At Waitangi last year, a novelty penis was hurled at Joyce by way of protesting the Trans Pacific Partnership Agreement which the trade ministers of 11 countries had signed in Auckland the day before.
Now US President-elect Donald Trump has confirmed he will pull the US out of that agreement as soon as he can – putting the future of the entire agreement at risk.
In a rather cat and mouse game, Trump left it until the day after the leaders of the TPP finished talking about him behind his back and left the Apec Summit in Lima to break the bad news to them.
At Apec in Peru, Key was not the only leader hoping for a change of heart by Trump.
It appeared to be based on the reasoning that politicians often said things on the campaign trail that they did not go through with in office.
It ignored the fact Trump is not a politician.
Swapping China for the US, or the TPP for RCEP is little consolation for New Zealand given it already has a comprehensive free trade agreement with China.
But there was some good news to flow New Zealand’s way from China’s determination to step into the breach.
The APEC timing of the announcement about the upgrade of the FTA between New Zealand and China was no coincidence.
The New Zealand Government had not expected to get agreement on the terms for the upgrade talks until mid 2017.
Given that, there was some surprise China agreed to a pitch from New Zealand for an Apec-timed announcement.
That was made during visits by Foreign Minister Murray McCully and Trade Minister Todd McClay in the weeks leading up to the US election.
It makes New Zealand the first developed country to get a free trade agreement with China and the first in line for an upgrade.
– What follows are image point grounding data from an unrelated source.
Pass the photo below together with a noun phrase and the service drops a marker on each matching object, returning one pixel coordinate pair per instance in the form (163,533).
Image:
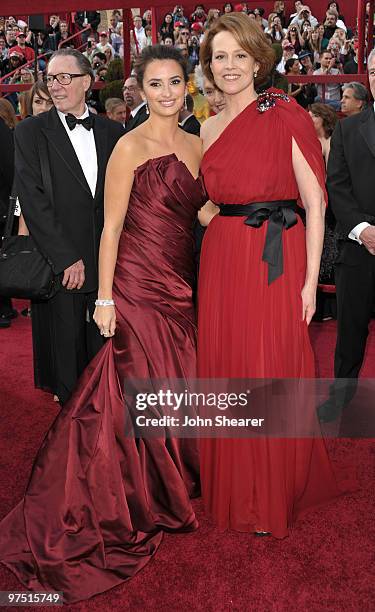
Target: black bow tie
(72,121)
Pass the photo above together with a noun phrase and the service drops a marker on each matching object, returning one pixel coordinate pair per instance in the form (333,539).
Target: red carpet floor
(327,563)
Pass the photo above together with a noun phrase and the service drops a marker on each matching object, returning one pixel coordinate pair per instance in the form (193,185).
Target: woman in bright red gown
(254,314)
(98,500)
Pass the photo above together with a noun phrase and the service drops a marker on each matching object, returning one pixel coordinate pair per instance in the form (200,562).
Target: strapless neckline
(174,157)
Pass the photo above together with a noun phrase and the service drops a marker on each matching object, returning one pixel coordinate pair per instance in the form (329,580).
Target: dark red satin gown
(249,329)
(97,502)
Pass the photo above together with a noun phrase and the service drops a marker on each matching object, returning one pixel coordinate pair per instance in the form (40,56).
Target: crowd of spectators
(302,44)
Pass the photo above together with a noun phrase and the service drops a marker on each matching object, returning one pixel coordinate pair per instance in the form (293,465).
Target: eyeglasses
(64,78)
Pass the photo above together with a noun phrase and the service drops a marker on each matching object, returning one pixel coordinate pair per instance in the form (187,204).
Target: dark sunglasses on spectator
(64,78)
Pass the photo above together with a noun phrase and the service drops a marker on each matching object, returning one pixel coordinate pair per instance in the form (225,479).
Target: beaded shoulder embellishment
(267,100)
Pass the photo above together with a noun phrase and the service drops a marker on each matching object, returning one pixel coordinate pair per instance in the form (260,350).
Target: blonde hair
(7,113)
(249,36)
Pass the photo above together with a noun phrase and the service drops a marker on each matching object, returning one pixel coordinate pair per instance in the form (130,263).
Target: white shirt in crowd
(141,38)
(136,109)
(332,90)
(83,142)
(356,231)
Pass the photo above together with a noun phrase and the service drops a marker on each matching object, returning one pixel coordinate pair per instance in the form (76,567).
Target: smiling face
(41,103)
(214,96)
(131,93)
(164,87)
(68,98)
(232,67)
(349,104)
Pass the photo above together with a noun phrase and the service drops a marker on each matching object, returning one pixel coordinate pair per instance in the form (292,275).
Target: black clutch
(24,272)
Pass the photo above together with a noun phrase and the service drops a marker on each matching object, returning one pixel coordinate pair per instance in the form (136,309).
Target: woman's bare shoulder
(129,147)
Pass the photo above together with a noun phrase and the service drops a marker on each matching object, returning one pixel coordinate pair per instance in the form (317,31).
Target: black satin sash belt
(279,214)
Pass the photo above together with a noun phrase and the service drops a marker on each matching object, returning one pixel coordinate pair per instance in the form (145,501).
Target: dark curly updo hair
(161,53)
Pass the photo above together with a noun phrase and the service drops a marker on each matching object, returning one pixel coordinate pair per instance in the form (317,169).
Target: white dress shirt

It was China showing it can walk the talk.
The US was not only the prize New Zealand wanted. It was the prize most other countries also wanted.
Trump has announced the US will now look to bilateral agreements rather than multilateral agreements involving groups of countries.
A little country waits and the signs are that it will wait for a long time.
The Government will push to try to get in the queue. But that will not be easy.
It may pay to remember Trump is not a politician.
Trump may not like swamps, but he does like fairways and greens.
The only thing Trump appears to know about New Zealand is that it is the homeland of golfer Sir Bob Charles.
Australia’s Malcolm Turnbull had to resort to going to Australia’s golfer Greg Norman to get Trump’s number when trying to hook up a meeting.
Perhaps New Zealand should take a leaf out of Turnbull’s book and enlist Sir Bob to try to get attention.
It wouldn’t be the first time. Key has dragged sport stars overseas along with him to try and open doors.
Trump is clearly not going to accept normal channels. By ignoring “the swamp”, bypassing established media and cutting the establishment out, Trump needs to be engaged in a totally different way.
And luckily, in Key, we have just the fellow for the job.